James de Pourtalès was born into a French Huguenot family that had emigrated to Switzerland, where he was born in Neuchâtel in 1776. His father, Jacques-Louis de Pourtalès, had amassed considerable wealth through commerce and industry, and had been made a count by Frederick William II of Prussia. James de Pourtalès acquired the seigneury of Gorgier in 1813, adding this to the family name. The art collection that he acquired over many years numbered over a thousand items, and was first displayed in a mansion in the Place Vendôme, Paris. Later it was housed in the hôtel he had built by Félix-Jacques Duban at 7, Rue Tronchet. Constructed in an eclectic style in which Florentine influences from the 15th century predominate, the hôtel housed an Etruscan collection, paintings, drawings, sculpture, Greek and Roman antiquities, European and Indian ivories, enamels, Murano glass, carved crystals, engraved gems, Japanese lacquer, Chinese bronzes, armor. Although the collection was not available to the public, Pourtalès-Gorgier permitted critics, artists, and other private visitors to view it. The collections were dispersed at auction in Paris in early 1865.

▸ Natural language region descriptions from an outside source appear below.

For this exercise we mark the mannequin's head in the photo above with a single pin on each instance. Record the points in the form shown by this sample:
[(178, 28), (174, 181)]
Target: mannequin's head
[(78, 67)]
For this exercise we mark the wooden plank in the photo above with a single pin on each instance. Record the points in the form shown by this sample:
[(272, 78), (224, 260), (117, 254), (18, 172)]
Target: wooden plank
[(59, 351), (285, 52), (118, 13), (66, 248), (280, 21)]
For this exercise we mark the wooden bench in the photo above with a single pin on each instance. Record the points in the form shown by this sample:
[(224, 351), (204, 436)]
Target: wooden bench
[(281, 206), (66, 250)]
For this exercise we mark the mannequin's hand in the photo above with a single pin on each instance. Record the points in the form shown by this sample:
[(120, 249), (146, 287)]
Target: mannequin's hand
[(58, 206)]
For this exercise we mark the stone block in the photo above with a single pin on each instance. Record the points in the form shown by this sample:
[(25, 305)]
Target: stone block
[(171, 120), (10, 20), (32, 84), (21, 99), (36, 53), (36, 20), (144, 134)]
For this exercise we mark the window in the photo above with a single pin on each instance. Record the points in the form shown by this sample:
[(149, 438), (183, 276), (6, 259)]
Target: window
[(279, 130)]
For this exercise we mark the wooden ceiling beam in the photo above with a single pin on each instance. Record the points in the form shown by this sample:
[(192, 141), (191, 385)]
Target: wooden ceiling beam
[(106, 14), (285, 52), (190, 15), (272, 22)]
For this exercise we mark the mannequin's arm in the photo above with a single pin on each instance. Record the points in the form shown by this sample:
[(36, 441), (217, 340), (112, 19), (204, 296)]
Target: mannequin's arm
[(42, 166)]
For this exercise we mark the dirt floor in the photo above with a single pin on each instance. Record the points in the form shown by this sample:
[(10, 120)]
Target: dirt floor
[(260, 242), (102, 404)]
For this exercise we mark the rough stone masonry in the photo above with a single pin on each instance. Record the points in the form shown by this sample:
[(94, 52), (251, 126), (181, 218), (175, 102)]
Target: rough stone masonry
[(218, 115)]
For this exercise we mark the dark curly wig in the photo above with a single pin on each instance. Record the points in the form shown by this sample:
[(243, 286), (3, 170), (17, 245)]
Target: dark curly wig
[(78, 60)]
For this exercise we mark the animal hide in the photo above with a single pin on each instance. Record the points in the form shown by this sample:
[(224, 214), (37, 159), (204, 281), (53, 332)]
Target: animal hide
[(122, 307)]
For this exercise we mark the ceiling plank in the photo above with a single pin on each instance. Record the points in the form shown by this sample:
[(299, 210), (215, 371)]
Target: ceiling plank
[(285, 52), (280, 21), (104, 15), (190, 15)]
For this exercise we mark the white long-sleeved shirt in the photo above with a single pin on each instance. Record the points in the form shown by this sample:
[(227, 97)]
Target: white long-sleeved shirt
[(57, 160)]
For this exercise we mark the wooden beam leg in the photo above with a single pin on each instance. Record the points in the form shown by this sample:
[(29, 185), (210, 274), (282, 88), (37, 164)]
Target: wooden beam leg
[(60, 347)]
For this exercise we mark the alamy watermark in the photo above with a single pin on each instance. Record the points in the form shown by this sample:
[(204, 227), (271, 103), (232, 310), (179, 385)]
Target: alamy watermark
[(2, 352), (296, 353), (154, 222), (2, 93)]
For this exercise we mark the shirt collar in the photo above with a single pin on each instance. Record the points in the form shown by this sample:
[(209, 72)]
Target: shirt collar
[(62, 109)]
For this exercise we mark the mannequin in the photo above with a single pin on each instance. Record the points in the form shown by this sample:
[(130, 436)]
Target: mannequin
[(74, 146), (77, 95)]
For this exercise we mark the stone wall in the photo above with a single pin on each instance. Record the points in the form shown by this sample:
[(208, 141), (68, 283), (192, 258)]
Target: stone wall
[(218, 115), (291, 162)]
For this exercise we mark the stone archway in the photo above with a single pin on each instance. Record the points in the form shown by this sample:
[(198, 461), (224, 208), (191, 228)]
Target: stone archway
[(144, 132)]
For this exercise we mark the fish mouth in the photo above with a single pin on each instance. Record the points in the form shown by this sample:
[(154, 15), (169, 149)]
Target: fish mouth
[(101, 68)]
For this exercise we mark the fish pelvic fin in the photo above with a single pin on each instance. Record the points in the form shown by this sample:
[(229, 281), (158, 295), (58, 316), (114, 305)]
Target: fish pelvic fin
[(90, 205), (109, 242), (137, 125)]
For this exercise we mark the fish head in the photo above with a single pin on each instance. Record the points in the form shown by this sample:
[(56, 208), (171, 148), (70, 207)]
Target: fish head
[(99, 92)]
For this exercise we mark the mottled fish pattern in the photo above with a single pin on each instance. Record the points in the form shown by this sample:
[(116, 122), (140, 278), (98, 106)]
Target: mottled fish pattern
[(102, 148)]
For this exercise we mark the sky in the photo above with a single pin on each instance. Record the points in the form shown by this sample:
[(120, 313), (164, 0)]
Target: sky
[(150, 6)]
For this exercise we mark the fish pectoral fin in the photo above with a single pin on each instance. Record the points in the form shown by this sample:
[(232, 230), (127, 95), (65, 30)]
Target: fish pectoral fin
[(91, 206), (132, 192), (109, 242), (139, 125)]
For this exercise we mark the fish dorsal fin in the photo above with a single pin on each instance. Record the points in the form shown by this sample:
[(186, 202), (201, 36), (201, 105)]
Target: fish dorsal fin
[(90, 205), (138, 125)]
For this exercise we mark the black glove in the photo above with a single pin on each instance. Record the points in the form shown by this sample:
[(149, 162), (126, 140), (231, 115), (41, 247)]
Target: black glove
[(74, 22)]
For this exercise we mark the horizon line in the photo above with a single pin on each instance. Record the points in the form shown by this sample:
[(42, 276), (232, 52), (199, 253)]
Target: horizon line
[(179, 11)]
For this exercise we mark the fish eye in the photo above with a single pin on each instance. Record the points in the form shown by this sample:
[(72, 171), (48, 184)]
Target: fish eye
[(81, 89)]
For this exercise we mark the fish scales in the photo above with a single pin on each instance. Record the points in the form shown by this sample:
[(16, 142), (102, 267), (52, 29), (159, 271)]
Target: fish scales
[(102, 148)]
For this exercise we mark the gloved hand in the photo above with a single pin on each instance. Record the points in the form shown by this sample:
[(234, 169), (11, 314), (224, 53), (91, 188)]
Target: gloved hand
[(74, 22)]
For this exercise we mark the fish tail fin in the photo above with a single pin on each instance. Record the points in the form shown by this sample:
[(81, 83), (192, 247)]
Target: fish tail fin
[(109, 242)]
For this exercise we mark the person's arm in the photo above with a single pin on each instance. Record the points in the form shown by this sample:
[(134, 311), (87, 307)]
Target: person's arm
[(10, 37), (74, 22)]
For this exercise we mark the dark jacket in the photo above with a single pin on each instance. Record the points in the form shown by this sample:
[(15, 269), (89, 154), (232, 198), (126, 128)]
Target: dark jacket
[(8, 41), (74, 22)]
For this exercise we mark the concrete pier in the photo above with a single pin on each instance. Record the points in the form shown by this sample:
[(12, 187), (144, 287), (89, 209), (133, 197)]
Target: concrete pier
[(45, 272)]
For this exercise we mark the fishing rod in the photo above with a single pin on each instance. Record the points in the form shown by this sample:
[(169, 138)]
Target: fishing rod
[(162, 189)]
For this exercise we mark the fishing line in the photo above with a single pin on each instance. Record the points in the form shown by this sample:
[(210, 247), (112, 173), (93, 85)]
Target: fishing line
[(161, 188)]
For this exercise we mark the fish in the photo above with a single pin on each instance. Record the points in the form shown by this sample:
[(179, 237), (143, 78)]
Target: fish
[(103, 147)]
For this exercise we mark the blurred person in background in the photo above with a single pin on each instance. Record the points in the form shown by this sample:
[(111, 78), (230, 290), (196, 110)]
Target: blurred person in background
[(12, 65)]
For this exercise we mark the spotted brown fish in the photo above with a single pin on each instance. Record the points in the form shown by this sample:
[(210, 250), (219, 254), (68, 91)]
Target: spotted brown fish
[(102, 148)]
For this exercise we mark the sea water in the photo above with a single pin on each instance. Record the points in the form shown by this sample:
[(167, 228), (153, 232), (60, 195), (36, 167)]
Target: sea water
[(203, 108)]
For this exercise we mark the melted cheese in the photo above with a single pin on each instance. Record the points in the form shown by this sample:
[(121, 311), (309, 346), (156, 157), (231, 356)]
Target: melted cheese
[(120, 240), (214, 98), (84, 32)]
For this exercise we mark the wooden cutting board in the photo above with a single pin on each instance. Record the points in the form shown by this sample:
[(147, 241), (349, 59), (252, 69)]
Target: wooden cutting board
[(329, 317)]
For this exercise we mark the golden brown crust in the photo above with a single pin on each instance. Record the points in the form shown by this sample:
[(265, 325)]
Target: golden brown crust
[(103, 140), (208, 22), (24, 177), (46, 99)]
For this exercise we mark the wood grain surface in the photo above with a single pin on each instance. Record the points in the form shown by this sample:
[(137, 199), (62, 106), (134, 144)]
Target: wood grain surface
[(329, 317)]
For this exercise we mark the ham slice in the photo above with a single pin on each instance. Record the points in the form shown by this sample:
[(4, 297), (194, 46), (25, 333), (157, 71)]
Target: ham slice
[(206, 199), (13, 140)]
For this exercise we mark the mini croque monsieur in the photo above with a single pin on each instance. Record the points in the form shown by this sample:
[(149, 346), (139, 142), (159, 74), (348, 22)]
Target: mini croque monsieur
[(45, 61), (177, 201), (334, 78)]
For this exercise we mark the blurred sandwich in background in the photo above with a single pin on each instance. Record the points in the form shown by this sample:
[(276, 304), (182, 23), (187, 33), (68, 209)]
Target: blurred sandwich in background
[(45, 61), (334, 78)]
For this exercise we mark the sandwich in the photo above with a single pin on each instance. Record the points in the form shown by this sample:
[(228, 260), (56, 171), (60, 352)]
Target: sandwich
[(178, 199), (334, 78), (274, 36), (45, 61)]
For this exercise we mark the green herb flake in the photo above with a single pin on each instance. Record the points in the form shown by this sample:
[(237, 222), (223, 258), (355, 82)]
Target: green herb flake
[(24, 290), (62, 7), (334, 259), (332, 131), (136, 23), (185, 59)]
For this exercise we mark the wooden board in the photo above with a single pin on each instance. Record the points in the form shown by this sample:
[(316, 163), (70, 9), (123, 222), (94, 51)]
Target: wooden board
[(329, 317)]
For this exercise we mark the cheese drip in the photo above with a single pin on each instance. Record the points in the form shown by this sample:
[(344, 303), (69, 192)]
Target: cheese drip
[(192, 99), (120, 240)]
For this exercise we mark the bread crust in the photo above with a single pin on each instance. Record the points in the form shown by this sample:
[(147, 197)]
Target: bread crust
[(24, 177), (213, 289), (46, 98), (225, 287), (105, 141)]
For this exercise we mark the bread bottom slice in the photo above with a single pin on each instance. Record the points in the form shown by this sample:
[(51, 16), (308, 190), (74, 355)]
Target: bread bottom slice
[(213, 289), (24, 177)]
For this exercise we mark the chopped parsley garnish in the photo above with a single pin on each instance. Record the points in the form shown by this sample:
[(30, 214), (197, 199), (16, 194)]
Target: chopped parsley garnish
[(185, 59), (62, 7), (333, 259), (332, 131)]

Michaud. Biographie Universelle. vol. 34: 231.
Boime, Albert. "Entrepreneurial Patronage in Nineteenth Century France" in Enterprise and Entrepreneurs in Nineteenth- and Twentieth-Century France. Ed. by Edward C. Carter II et al. Baltimore, 1976: 148+.
Turner, Jane, ed. The Dictionary of Art. 34 vols. New York and London, 1996: 25:383-384.